Agli inizi di novembre, in occasione del vertice di Riad, inoltre, Bin Salman aveva invitato Israele a rispettare la sovranità dell’Iran e ad astenersi dall’attaccare il suolo iraniano, intensificando nel contempo le critiche nei confronti di Tel Aviv. Un atteggiamento così sfrontatamente filo-Teheran da non lasciare più alcun residuo di quel tentativo di normalizzazione auspicato fino a poco prima del 7 ottobre 2023.
Ma che non deve sorprendere: Riad si è al contempo mossa per ricucire i rapporti con l’Iran dopo un accordo di riavvicinamento del marzo 2023 mediato da Pechino.
I rapporti ripristinati hanno ridisegnato il panorama diplomatico con cui Donald Trump dovrà fare i conti quando tornerà in carica l’anno prossimo, in un ambiente regionale molto diverso rispetto all’ultima volta che era stato in carica. Ripristinare gli Accordi di Abramo non è roba da bacchetta magica, né per The Donald tantomeno per suo genero Jared Kushner, qualora decidesse di ripescarlo dal cilindro.
Un recente monito da parte di Riad a Israele, esortandolo a non intraprendere operazioni militari contro l’Iran, segna una svolta significativa rispetto alla linea adottata in primavera. Ad aprile, infatti, l’Arabia Saudita aveva autorizzato l’impiego del proprio spazio aereo per contrastare una massiccia offensiva di droni e missili lanciati da Teheran verso il territorio israeliano.

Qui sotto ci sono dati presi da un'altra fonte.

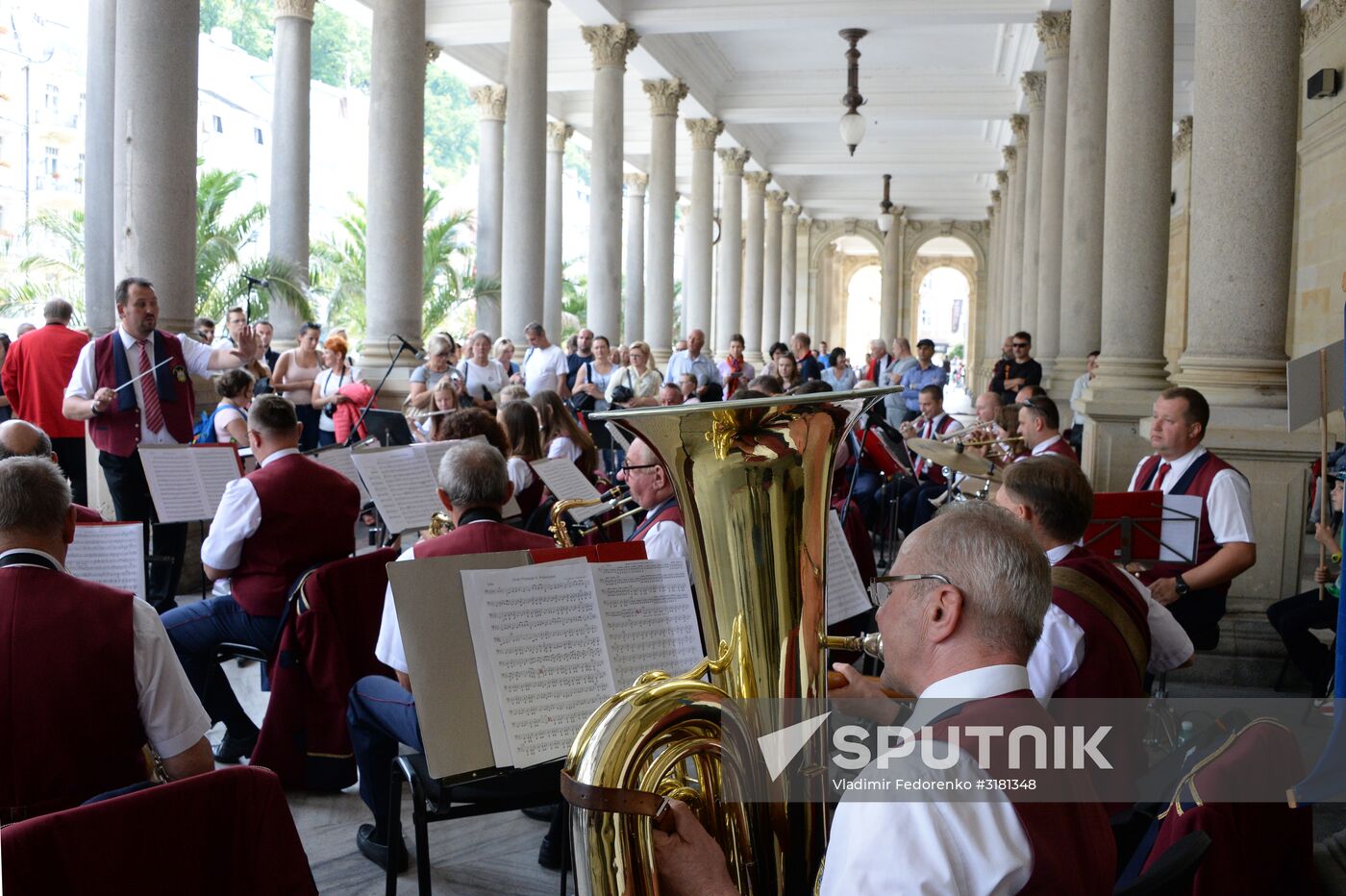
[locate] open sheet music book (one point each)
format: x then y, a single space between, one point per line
404 484
111 555
555 640
186 482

La situazione si complica ulteriormente a causa del sostegno iraniano a gruppi come Hamas e Hezbollah, entrambi precedentemente inseriti nella lista dei gruppi “terroristici” stilata dalle autorità saudite. Hezbollah, nello specifico, è da mesi al centro delle operazioni di contrasto da parte di Israele, dopo un’escalation di attacchi missilistici provenienti dal Libano.
Un segnale inequivocabile del mutamento di strategia saudita si è registrato lo scorso ottobre, quando Riad ha deciso di revocare la licenza all’emittente televisiva MBC. La mossa è giunta in seguito alla definizione di Yahya Sinwar, leader di Hamas ucciso in un attacco, come un “terrorista” da parte dell’emittente stessa.
L’Arabia Saudita e l’Iran hanno ribadito il loro impegno per tutte le disposizioni dell’Accordo di Pechino e i loro continui sforzi per consolidare relazioni di buon vicinato e amichevoli tra i due Paesi. Hanno accolto con favore il ruolo positivo continuo della Cina e hanno sostenuto che il supporto e il follow-up della Cina all’attuazione dell’Accordo sono di grande importanza.
Il secondo incontro del China-Saudi Arabia-Iran Trilateral Joint Committee dello scorso 19 novembre non solo ha cercato di consolidare i progressi compiuti nel miglioramento delle relazioni tra Iran e Arabia Saudita, ma mira anche a garantire che i legami tra le due nazioni possano evitare conflitti in Medio Oriente.
L’Iran e l’Arabia Saudita appaiono ora fortemente intenzionate a continuare il loro cauto percorso di riavvicinamento. La visita del ministro degli Esteri iraniano Abbas Araghchi alla capitale saudita Riad all’inizio di ottobre indica che le relazioni si stanno sviluppando ulteriormente. Ha anche incontrato il principe bin Salman, il che è un segnale fondamentale.
Tuttavia, l’attuale riavvicinamento tra Iran e Arabia Saudita presenti diversi vantaggi dal punto di vista di quest’ultima. Dopo che l’Iran ha attaccato gli impianti petroliferi sauditi nel 2019, Riad si è resa conto che non poteva fare affidamento completamente sugli Stati Uniti e avrebbe dovuto risolvere i problemi con il suo vicino iraniano.
Ma non solo: Riad ambisce a porre fine in modo definitivo al conflitto in Yemen, e a questo proposito, spera che l’Iran possa esercitare la sua influenza sugli Houthi una volta per tutte.